HIV-infected adults with case managers who help coordinate their health care had fewer unmet needs and higher use of HIV medications, according to a study in today's issue of Annals of Internal Medicine (October 16, 2001; 135 (8): 557-565). The study reported on 2,437 HIV-infected adults who visited inpatient and outpatient medical facilities in 52 urban and rural areas in 1996 and 1997. After looking at the patients at the start of the study and again six months later, researchers found that nearly 66 percent of those without case managers had needs that were not met -- nearly 10 percentage points higher than the level of unmet needs for patients who had case managers.

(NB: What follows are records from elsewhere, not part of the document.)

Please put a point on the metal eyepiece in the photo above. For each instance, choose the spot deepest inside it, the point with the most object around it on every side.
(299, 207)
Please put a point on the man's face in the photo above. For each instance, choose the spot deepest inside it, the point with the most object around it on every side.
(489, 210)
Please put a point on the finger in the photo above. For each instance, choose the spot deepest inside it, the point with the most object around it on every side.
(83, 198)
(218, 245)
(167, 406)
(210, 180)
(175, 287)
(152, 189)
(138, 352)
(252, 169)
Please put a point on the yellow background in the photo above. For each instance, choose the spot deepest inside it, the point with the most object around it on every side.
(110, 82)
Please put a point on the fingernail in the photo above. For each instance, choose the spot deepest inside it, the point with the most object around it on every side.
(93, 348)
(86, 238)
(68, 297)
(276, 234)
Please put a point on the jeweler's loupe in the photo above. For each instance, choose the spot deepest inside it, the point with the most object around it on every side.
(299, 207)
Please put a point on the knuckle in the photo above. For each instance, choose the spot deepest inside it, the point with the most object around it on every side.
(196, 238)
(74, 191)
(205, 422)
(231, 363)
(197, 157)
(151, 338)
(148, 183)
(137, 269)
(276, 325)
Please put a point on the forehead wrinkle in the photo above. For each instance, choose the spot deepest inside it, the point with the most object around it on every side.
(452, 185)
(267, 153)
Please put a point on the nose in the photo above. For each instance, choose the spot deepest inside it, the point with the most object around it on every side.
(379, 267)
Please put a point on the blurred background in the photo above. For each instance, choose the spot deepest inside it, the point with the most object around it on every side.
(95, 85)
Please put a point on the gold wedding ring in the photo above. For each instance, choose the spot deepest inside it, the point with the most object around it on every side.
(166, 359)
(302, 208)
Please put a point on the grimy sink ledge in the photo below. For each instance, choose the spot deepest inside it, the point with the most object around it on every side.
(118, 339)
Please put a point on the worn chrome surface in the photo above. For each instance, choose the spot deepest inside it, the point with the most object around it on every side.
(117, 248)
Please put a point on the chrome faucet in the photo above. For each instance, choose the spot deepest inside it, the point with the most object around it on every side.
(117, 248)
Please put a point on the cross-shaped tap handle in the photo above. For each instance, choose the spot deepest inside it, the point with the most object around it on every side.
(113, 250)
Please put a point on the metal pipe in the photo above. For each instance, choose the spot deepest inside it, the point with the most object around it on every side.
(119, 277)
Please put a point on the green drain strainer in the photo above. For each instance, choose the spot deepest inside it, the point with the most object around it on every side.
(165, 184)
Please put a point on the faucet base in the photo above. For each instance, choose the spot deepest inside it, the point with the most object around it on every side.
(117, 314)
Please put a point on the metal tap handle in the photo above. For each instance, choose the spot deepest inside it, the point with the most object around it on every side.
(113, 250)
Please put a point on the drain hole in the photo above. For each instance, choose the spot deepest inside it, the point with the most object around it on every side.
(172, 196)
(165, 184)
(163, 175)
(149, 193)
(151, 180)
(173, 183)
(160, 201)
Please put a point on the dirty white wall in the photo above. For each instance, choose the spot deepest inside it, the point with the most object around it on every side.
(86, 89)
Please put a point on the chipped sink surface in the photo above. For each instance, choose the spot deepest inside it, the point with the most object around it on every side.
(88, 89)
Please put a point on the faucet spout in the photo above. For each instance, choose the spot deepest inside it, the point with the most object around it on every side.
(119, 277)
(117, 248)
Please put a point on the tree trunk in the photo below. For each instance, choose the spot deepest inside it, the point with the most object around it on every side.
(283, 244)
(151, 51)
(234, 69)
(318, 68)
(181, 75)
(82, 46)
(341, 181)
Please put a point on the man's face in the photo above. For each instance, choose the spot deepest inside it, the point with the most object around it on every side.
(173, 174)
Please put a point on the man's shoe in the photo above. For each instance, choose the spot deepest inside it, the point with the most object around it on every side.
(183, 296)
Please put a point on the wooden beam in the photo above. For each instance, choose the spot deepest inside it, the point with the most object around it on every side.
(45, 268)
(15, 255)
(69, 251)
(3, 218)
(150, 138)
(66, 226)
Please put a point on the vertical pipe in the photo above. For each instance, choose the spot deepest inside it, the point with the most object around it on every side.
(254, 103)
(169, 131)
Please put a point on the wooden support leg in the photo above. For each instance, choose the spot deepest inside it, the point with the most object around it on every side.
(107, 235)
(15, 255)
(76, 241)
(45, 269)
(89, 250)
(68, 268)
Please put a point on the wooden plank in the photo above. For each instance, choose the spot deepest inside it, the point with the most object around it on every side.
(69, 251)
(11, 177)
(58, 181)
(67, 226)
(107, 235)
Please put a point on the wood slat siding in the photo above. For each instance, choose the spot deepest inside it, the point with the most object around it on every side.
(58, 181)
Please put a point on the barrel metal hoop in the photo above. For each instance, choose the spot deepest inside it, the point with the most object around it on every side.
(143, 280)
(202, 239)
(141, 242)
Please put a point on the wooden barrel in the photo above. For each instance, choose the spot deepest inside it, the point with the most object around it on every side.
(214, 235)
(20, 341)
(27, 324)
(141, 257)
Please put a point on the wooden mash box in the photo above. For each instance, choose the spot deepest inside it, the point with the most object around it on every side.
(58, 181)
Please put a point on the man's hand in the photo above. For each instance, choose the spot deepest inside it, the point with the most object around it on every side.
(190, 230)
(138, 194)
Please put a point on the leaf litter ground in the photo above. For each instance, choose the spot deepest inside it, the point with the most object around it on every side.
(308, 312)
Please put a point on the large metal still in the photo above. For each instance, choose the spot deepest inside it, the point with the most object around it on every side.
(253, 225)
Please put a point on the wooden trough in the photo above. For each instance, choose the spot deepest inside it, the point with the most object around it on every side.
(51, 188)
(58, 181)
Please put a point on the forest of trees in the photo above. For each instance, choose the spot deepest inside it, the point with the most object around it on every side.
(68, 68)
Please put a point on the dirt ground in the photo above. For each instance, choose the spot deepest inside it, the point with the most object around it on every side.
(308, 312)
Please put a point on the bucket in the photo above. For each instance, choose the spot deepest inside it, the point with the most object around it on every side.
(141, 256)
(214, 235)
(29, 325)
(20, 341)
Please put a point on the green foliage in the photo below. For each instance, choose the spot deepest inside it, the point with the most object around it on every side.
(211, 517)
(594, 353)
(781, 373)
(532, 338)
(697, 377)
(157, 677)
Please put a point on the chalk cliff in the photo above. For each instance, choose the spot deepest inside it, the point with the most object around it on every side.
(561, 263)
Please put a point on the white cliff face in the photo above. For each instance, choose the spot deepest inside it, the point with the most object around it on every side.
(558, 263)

Patients with case managers were more likely to get income assistance, health insurance, emotional counseling, substance abuse treatment and other care. They also were more likely to get medicines like drug combination therapy and protease inhibitors, a factor that the study's lead author Dr. Mitchell H. Katz said he found "startling." The study noted that an increasing number of people with HIV are living in poverty and need both support services and medical care, making the role of case managers particularly important for doctors and patients. Still, the study noted that just 56 percent of HIV patients had case managers and that more funding is needed to get assistance -- and medications -- to where they're needed.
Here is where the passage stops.